Per gli olandesi è una cosa nuova, mentre lo scontro di stereotipi tra italiani e tedeschi ha una lunga storia alimentata da polemiche continue. L’ultimo caso è l’articolo del Die Welt sulla mafia e gli aiuti europei. «È da tempo che vorrei che qualcuno facesse un dottorato sulle continue allusioni alla mafia sulla stampa tedesca. Nel 2015 Frankfurter Allgemeine scrisse che Draghi aveva fatto all’Europa “un’offerta che non poteva rifiutare”, con citazione diretta del Padrino. Succede di continuo», ricorda Kundnani. Indizi di reciproca diffidenza che portano alla difficoltà di intendersi, aggravata dal fatto di avere tutti un po’ ragione.
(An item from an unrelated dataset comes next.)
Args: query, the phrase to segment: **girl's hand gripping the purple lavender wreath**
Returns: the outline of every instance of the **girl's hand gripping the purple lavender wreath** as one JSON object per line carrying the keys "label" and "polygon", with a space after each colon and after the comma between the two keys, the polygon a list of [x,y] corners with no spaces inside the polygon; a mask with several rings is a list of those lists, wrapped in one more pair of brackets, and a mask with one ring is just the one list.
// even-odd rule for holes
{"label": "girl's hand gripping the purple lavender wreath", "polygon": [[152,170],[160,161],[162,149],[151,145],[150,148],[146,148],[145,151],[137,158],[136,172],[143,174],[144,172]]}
«Per alcuni paesi il fondamento dell’Europa è il rispetto di regole comuni, per altri la solidarietà nel momento del bisogno, e sono entrambe visioni giuste». È un paradosso tutto europeo, alla fine. Ciò che fa crescere l’euroscetticismo in Italia, Spagna o Grecia (il rispetto delle regole come valore assoluto) lo fa diminuire in Germania e Olanda.  Viceversa, ciò fa aumentare la diffidenza contro l’Europa in questi paesi (la solidarietà whatever it takes), l’attenua a sud. Per risolverlo, direbbe il nostro professore olandese, serve un’intelligenza molto europea.